Stakeholders are further encouraged to highlight common questions, pain points, and areas of confusion or ambiguity surrounding AI adoption, along with relevant standards, policies, and industry frameworks that should be aligned with. In addition, identifying gaps in practical, actionable guidance across different sectors and stakeholder groups remains a key focus.
NIST looks forward to engaging with industry, user groups, regulators, policymakers, academia, other stakeholders, and the broader community. Working collaboratively, NIST will develop a profile that provides critical infrastructure sectors with increased confidence to deploy AI agents and tools as part of their overall strategy.
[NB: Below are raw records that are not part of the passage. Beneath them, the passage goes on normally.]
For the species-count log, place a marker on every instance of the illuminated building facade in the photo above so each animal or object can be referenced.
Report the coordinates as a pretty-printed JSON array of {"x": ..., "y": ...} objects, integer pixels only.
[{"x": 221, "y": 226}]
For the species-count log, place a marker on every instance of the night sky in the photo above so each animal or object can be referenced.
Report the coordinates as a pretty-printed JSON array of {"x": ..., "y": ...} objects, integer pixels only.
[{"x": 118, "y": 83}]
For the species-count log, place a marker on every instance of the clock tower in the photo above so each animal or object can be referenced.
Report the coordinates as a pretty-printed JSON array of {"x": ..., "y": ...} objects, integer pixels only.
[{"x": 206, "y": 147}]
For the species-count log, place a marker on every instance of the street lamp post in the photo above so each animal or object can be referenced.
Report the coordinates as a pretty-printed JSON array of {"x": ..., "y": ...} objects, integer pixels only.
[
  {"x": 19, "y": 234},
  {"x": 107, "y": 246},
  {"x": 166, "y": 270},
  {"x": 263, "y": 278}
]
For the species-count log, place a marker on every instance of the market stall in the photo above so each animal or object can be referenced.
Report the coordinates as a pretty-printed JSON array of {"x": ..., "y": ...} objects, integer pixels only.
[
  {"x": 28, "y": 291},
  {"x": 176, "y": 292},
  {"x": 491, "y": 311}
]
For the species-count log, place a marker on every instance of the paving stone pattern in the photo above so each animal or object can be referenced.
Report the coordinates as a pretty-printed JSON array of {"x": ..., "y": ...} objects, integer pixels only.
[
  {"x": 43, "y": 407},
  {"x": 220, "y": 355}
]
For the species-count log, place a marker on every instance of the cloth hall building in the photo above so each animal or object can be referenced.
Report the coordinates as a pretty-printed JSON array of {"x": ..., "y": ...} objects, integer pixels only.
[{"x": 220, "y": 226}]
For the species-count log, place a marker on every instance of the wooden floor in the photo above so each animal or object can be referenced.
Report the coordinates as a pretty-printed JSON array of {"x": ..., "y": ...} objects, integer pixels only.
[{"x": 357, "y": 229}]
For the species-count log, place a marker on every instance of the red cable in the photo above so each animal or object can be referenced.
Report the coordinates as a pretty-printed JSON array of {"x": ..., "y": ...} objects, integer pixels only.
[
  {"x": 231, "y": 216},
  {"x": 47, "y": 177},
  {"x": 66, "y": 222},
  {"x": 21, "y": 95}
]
The profile should also offer developers and vendors guidance and certainty to catalyze and highlight the development of solutions based on managing risks and worthy of trust.
NIST is creating a Trustworthy AI in Critical Infrastructure Profile Community of Interest to provide feedback to NIST. The agency welcomes participation from across the entire critical infrastructure ecosystem, across sectors, organizational roles, and supply chain partners.
Back in November 2024, the U.S. Department of Homeland Security (DHS) released recommendations for the secure development and deployment of AI in critical infrastructure. The resource was crafted for all levels of the AI supply chain, covering cloud and compute providers, AI developers, critical infrastructure owners and operators, as well as civil society and public sector entities that protect consumers. In collaboration with industry and civil society, the alliance proposes new guidelines to promote responsible AI use in America’s essential services.